For some people, eating patterns have totally changed during lockdown. People who used to eat out are having to cook. Meals might be yummier leading to eating more than usual. Or, meals might not be as appetising. Feeling down can lead to eating for comfort, and it can lead to loss of appetite. To upset things even more, lockdown may have reduced your physical activity.
Watching TV at night can, out of habit, trigger the desire to snack. Try to occupy yourself with something that keeps your hands busy, such as folding laundry, knitting, or shuffling cards.
If you're finding it difficult to resist the urge to snack while watching TV, try changing your position. Grab a pillow and lie on the floor, it's a lot harder to snack while you're lying on your stomach!
Have some low-calorie and sugar-free snacks prepared so you've got a choice when you find yourself walking to the fridge multiple times throughout the day. It's cliche, but if you've got some prepared carrot or celery sticks, cucumber slices or a few olives at the ready, it makes it easier to keep snacks small. Make sure you breakfast, lunch and evening meal are satisfying.
Google is a great tool when you need to find a recipe, particularly if you're on a budget or just want to make use of what you have on hand. Take some of the effort out of cooking - let google find your next meal for you.
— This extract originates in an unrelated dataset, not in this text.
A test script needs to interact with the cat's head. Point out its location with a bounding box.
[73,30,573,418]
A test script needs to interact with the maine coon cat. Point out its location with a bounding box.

Instead of eating straight out of the box or bag, put a portion into a bowl. This will help you to avoid mindlessly finishing off the whole bag!
Quick fixes to lose weight don't work. It's important to be persistent and consistent instead. Being consistent does not mean being perfect, there will be days when you decide to do something other than your planned exercise and meal plan. It just means keep going. Try, try and try again.
Boredom, anger or stress can all drive you to eat and eat and eat. Foods high in fat, sugar and salt seem to be the most satisfying when we're under stress. Some foods are comforting because it's what we were given when we were children and were sick. It might be ice cream, chocolate, KFC or MacDonalds. What are other comforting things you could do instead? A hot bubble bath? Watching a funny movie?
Lots of nutrition guidelines advise eating mostly vegetables. If you don't have your own garden and getting fresh fruit and vegetables has become more difficult, don't feel bad about eating canned and frozen vegetables. Canned and frozen vegetables contain the same amounts of goodness. They can also be cheaper than the fresh version of the same vegetable depending on the season. If you are ordering food to be delivered, be sure to include some canned foods to ensure you keep your vege intake up.
With restaurants shut, we're all having to cook for ourselves. If you miss a certain food, try making it yourself. Recipes for almost everything are online. You can also search for fat-reduced or sugar-reduced versions of many cakes and dishes. As long as you can order in the ingredients and you can afford them, use this time to learn how to cook a wider variety of dishes.
Not everyone can afford to put a big meal on the table every night. Not everyone is going to feel like cooking every night either. Don't feel guilty is every now and then you all just have cheese grilled on toast one night. There are a lot of frozen quick foods that can be quickly heated up: pizza, frozen chippies, sausage rolls, corn cobs, meat pies, a frozen curry and rice. It's not great to do this every night, but once a week to give the cook a break is okay!
Many small local businesses may not survive lockdown that has forced them to close. If you can afford it, consider helping local efforts to help these small businesses. Perhaps the butcher is selling fresh meat and delivering? And the local vege shop? Some restaurants, cafes and bars are selling gift vouchers that can be redeemed once they reopen.